Over the next six years (2021–26), the World Bank will focus on five key areas in Africa – food security, clean energy, green and resilient cities, environmental stability, and climate shocks – that emphasise the interrelatedness of climate risks and opportunities. The Plan sets ambitious goals that push the boundaries of sustainable development in Africa, including training 10 million farmers on climate-smart agricultural approaches; expanding integrated landscape management over 60 million hectares in 20 countries; increasing renewable energy generation capacity from 28GW to 38GW to increase access to clean electricity, and outfitting at least 3O cities with low carbon and compact urban planning approaches.
“Africa’s main challenge is adapting to climate change by investing in more resilient agriculture and food systems; building infrastructure that resists extreme weather events; protecting its coastal cities, and enhancing disaster preparedness systems,” says Hafez Ghanem, World Bank Vice President for East and Southern Africa. At the same time, green technologies provide an opportunity for growth and job creation.

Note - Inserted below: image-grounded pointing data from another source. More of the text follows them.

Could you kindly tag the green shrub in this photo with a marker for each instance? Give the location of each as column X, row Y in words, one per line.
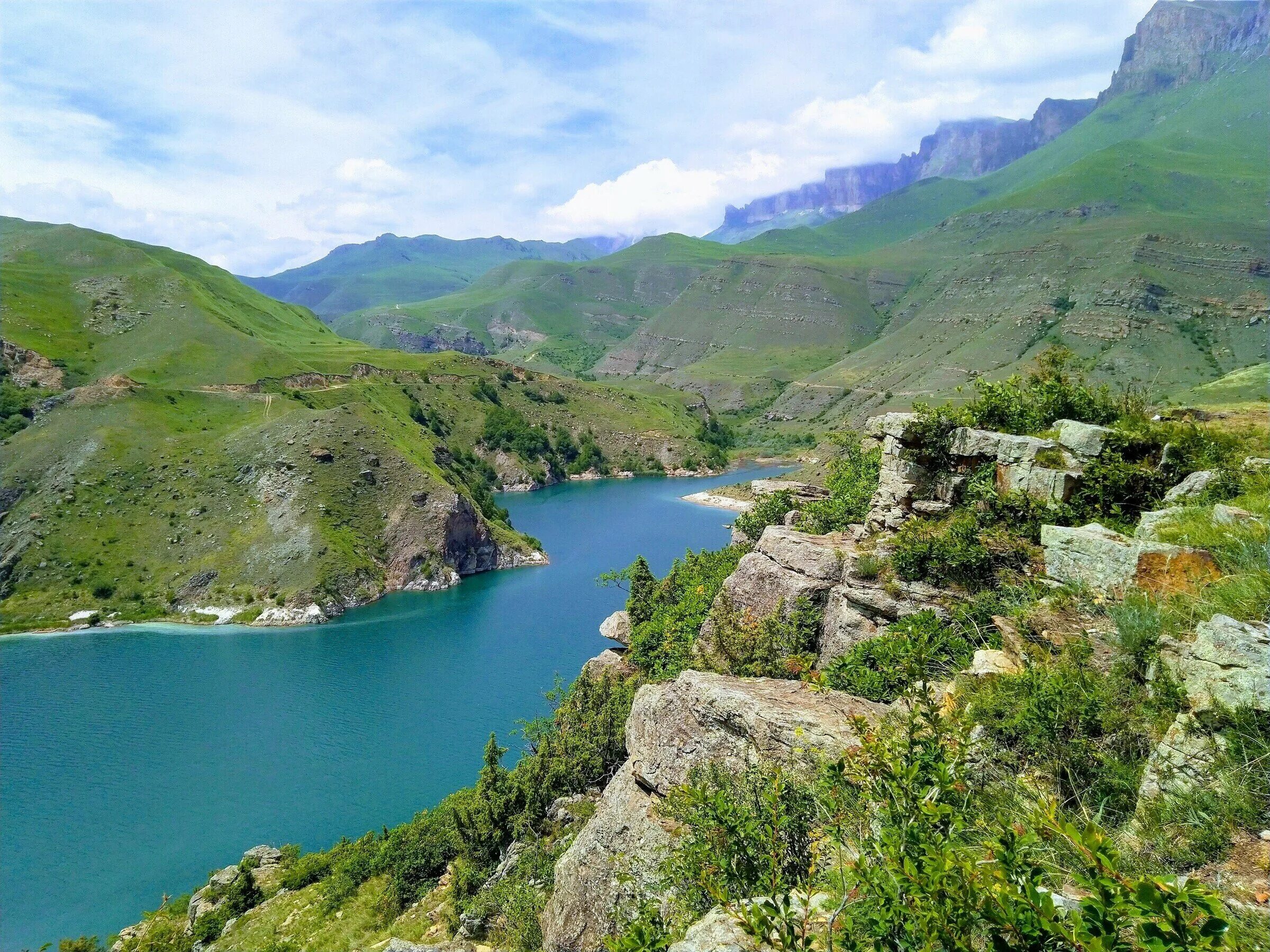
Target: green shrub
column 780, row 645
column 716, row 438
column 852, row 479
column 767, row 511
column 916, row 648
column 483, row 390
column 943, row 551
column 507, row 429
column 1195, row 826
column 1086, row 730
column 1032, row 403
column 662, row 643
column 746, row 836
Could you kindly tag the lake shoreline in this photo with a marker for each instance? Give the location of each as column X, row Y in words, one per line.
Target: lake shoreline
column 305, row 619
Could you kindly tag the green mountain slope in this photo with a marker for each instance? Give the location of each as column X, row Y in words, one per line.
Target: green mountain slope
column 391, row 270
column 1147, row 257
column 217, row 448
column 548, row 315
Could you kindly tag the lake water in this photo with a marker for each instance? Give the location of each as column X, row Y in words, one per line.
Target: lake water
column 134, row 761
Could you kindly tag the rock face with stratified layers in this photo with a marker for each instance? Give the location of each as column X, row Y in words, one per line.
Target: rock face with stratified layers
column 1106, row 562
column 696, row 720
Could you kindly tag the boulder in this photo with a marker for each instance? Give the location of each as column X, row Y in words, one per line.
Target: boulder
column 703, row 718
column 761, row 584
column 716, row 931
column 1106, row 562
column 1231, row 516
column 1227, row 664
column 816, row 556
column 899, row 480
column 613, row 860
column 843, row 627
column 1150, row 524
column 674, row 728
column 1183, row 759
column 264, row 856
column 802, row 490
column 1043, row 483
column 897, row 426
column 970, row 443
column 1192, row 487
column 607, row 662
column 1083, row 440
column 859, row 610
column 618, row 627
column 990, row 663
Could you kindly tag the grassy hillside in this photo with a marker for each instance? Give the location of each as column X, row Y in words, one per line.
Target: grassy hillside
column 393, row 268
column 220, row 448
column 1146, row 257
column 1136, row 238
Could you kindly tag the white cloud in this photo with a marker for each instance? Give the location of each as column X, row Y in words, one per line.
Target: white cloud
column 252, row 134
column 651, row 197
column 373, row 176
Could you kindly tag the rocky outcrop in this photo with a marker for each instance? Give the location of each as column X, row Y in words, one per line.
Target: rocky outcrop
column 1192, row 487
column 614, row 857
column 916, row 480
column 618, row 627
column 858, row 610
column 1106, row 562
column 962, row 150
column 716, row 931
column 1150, row 524
column 703, row 718
column 674, row 728
column 607, row 662
column 788, row 565
column 1226, row 665
column 1183, row 42
column 1183, row 759
column 30, row 369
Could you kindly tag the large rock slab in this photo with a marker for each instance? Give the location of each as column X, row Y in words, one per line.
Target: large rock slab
column 859, row 610
column 716, row 931
column 1183, row 759
column 1083, row 440
column 970, row 443
column 674, row 728
column 816, row 556
column 618, row 626
column 703, row 718
column 614, row 858
column 1226, row 665
column 607, row 662
column 1150, row 524
column 1192, row 487
column 1106, row 562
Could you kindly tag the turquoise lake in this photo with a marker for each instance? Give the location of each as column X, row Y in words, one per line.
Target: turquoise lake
column 137, row 759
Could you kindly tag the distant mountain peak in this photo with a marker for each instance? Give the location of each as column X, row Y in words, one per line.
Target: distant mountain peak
column 1183, row 41
column 1176, row 42
column 959, row 149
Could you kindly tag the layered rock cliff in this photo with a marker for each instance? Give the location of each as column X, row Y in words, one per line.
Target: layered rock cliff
column 963, row 149
column 1182, row 42
column 1176, row 42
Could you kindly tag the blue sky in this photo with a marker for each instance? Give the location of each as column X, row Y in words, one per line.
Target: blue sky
column 261, row 135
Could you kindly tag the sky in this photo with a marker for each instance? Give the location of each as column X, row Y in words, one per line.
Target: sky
column 261, row 135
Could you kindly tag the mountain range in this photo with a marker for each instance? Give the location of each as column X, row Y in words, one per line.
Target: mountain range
column 1136, row 238
column 393, row 268
column 959, row 150
column 167, row 410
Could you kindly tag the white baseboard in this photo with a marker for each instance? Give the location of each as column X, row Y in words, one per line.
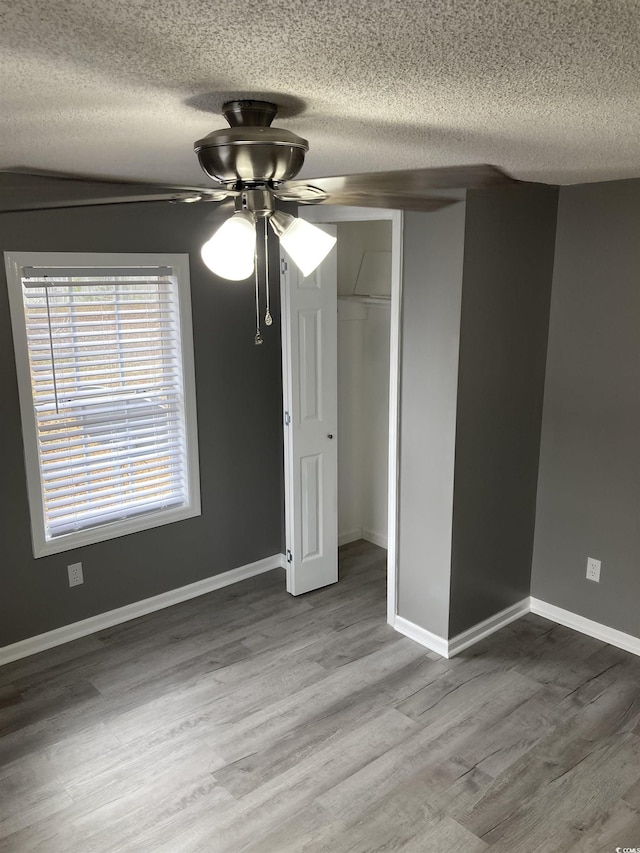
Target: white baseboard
column 349, row 536
column 586, row 626
column 487, row 627
column 57, row 637
column 379, row 539
column 449, row 648
column 430, row 641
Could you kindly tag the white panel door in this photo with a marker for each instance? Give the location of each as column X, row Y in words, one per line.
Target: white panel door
column 309, row 367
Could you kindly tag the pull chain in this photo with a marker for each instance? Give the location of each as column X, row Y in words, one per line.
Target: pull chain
column 268, row 319
column 258, row 338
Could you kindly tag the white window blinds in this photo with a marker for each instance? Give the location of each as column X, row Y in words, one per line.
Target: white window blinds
column 105, row 360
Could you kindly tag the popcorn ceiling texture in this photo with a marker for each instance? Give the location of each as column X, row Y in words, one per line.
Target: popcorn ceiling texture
column 547, row 89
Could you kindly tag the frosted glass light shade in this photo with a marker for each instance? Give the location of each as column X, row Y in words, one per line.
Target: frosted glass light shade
column 231, row 250
column 306, row 244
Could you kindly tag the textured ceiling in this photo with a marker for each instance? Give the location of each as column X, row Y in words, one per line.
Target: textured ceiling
column 547, row 89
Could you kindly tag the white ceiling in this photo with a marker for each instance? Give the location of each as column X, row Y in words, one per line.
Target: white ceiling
column 547, row 89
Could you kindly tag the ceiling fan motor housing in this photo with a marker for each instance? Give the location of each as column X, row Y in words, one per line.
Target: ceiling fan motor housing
column 250, row 151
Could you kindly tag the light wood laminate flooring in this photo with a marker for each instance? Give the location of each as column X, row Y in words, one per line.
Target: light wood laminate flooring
column 248, row 720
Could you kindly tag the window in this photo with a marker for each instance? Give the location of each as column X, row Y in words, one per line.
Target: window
column 104, row 358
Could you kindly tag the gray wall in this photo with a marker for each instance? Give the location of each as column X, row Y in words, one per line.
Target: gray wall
column 589, row 486
column 239, row 400
column 432, row 289
column 508, row 265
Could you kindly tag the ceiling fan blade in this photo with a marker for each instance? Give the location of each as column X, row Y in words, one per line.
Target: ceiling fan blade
column 22, row 190
column 385, row 200
column 409, row 189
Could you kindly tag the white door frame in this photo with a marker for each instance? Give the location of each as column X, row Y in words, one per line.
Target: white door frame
column 335, row 214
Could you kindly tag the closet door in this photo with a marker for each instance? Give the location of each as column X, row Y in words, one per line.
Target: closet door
column 309, row 367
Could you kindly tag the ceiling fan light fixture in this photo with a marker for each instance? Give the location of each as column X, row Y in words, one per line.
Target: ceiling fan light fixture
column 230, row 252
column 306, row 244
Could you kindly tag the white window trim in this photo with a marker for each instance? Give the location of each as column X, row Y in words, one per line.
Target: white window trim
column 14, row 262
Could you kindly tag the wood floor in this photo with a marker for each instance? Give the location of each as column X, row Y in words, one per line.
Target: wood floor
column 247, row 720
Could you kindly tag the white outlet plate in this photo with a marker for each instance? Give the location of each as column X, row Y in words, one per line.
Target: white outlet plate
column 593, row 569
column 75, row 574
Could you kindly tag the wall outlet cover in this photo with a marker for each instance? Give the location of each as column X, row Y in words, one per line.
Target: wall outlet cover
column 593, row 569
column 75, row 574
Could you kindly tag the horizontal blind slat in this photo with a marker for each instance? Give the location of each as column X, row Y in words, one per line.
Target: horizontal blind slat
column 77, row 498
column 59, row 528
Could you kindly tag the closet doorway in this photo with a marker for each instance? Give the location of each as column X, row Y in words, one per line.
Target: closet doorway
column 368, row 284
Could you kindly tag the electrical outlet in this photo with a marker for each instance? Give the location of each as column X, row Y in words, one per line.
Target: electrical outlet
column 593, row 569
column 75, row 574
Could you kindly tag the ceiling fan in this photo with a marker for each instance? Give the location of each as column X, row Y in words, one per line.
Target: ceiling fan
column 255, row 165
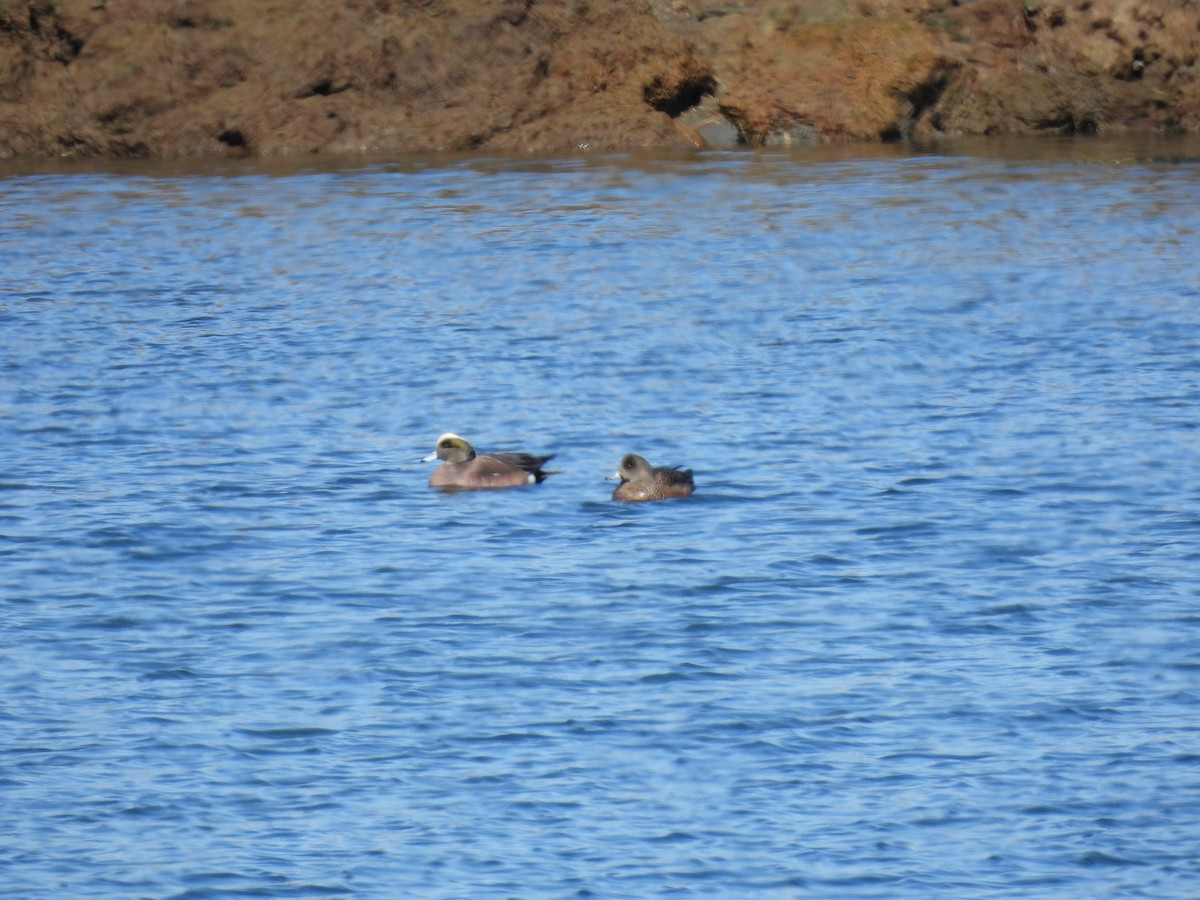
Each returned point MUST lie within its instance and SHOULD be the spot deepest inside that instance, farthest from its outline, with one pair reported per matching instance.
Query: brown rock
(267, 77)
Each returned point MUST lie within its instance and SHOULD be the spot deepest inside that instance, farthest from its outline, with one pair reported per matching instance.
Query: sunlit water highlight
(929, 625)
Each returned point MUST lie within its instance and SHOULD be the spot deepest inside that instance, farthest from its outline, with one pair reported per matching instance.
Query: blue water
(930, 625)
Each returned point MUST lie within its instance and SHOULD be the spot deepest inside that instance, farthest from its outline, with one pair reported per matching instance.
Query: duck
(640, 481)
(463, 469)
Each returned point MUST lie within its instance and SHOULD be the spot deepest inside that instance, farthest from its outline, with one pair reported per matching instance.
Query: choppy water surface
(929, 627)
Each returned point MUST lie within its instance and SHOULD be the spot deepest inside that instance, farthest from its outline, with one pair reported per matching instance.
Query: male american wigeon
(641, 481)
(463, 469)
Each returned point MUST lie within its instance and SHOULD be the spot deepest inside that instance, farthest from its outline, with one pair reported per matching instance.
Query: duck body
(641, 483)
(463, 469)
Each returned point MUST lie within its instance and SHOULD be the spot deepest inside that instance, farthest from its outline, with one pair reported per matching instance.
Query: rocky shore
(175, 78)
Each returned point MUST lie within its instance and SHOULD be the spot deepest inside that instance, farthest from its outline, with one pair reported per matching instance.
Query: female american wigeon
(462, 469)
(641, 481)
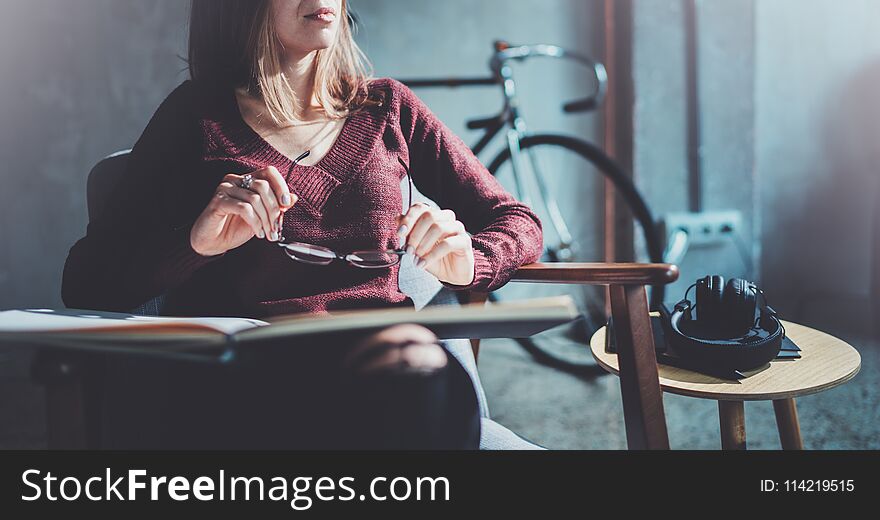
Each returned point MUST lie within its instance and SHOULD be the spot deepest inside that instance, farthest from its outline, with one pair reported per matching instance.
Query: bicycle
(526, 171)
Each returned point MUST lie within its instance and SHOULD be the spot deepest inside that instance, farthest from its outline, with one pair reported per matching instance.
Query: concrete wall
(725, 65)
(80, 80)
(817, 117)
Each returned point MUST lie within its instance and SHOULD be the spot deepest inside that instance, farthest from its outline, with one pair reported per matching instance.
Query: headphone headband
(755, 347)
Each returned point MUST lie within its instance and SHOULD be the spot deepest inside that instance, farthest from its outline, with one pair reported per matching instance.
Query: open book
(101, 330)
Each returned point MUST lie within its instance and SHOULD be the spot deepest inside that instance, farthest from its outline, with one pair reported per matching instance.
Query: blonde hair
(342, 72)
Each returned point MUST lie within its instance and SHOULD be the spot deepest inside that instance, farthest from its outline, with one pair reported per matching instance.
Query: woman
(213, 185)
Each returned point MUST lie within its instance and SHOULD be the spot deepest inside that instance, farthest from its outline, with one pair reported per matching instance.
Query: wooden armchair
(639, 382)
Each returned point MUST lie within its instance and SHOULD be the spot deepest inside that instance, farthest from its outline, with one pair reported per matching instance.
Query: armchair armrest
(598, 273)
(639, 380)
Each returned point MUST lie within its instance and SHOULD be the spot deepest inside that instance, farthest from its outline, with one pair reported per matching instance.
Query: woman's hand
(439, 242)
(235, 214)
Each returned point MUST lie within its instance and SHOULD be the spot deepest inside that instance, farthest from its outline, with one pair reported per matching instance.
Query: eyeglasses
(371, 259)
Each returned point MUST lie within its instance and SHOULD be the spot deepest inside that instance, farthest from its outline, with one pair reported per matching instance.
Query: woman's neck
(300, 74)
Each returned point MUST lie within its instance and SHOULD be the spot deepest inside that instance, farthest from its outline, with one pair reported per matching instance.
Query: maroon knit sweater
(138, 248)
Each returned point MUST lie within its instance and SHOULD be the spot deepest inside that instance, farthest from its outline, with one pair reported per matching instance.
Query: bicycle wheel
(572, 162)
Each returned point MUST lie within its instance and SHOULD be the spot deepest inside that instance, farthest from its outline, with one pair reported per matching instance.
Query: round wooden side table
(825, 362)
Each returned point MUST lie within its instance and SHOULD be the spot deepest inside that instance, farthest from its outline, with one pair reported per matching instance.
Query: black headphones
(726, 333)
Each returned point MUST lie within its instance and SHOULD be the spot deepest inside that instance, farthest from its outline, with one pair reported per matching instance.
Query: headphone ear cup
(710, 292)
(739, 304)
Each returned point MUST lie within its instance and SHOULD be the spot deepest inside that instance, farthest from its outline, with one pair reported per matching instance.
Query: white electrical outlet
(706, 228)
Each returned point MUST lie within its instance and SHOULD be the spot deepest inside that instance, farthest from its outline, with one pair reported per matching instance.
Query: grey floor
(563, 411)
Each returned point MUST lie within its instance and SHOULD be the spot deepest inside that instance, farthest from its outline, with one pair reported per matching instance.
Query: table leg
(788, 425)
(733, 425)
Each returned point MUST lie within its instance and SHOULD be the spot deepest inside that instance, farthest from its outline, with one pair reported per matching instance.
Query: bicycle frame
(502, 75)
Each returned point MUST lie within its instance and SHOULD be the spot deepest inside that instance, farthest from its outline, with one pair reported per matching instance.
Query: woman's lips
(324, 15)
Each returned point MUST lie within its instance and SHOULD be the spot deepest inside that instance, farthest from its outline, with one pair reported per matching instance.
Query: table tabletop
(825, 362)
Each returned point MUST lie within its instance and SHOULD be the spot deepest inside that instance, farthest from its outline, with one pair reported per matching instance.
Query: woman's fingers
(278, 186)
(434, 233)
(418, 221)
(256, 202)
(275, 189)
(231, 206)
(274, 196)
(270, 203)
(460, 243)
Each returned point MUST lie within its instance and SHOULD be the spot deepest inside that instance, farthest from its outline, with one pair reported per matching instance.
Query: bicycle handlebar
(504, 53)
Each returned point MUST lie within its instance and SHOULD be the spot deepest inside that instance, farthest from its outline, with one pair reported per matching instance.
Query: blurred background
(765, 114)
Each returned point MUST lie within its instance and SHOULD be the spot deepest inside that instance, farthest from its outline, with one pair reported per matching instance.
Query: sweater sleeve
(506, 234)
(138, 247)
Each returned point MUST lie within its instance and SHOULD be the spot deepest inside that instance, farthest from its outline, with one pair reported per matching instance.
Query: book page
(61, 322)
(516, 319)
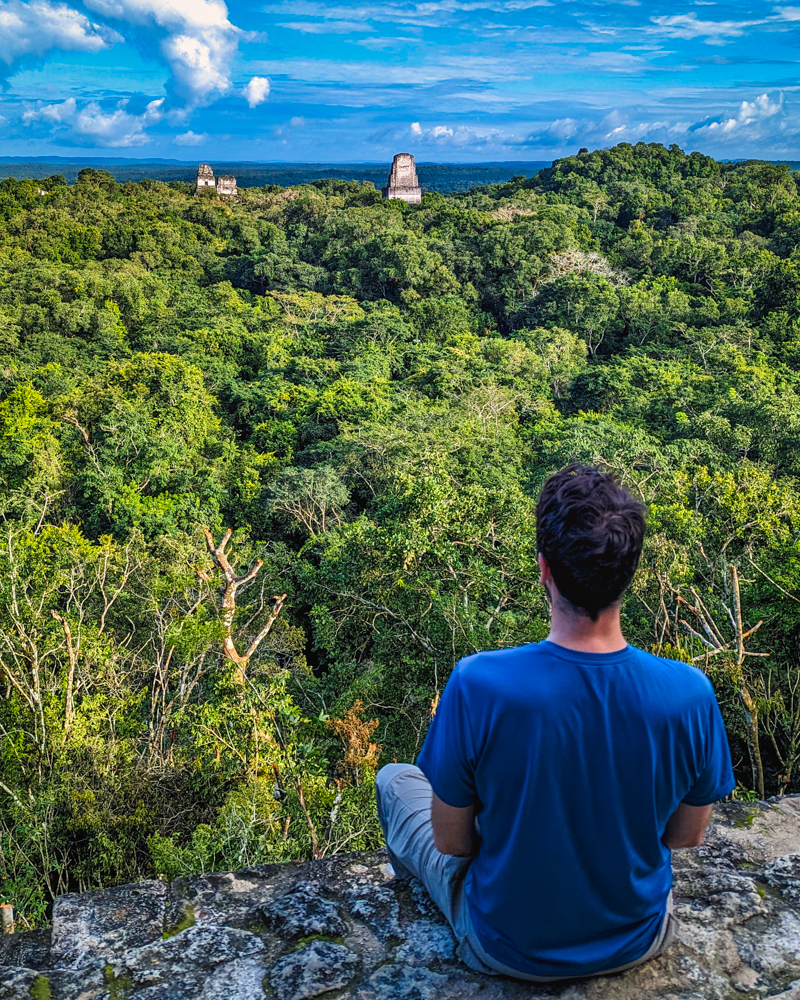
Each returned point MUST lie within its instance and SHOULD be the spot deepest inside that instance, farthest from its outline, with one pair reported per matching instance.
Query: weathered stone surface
(377, 906)
(304, 911)
(93, 926)
(197, 949)
(424, 943)
(784, 875)
(737, 898)
(318, 968)
(22, 984)
(229, 898)
(31, 951)
(226, 186)
(402, 982)
(403, 183)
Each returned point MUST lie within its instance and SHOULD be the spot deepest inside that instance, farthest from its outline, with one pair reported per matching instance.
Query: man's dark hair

This is especially true in the energy sector where renewables have become a source of clean and inexpensive energy, bringing the goal of universal access to electricity within reach.”
The World Bank recommends that sub-Saharan African countries enact policy reforms which recognise the realities of climate change, in order to strengthen recovery and promote long-term growth. This includes addressing the sizable infrastructure gap in a green and resilient manner and using less carbon-intensive materials and technologies while creating more competitive job opportunities.
The Plan’s development was led by Kanta Kumari Rigaud, Lead Environment Specialist, who underscores that ramping up climate action on both the resilience and clean energy fronts is critical to addressing climate change and poverty in sub-Saharan Africa, as the window of opportunity to counter the climate crisis is rapidly narrowing.
This Plan will be rolled out amid the COVID-19 pandemic, recognising that climate action and green recovery will be key priorities as countries work to build back better from one of the biggest setbacks to the region’s development in the last 25 years.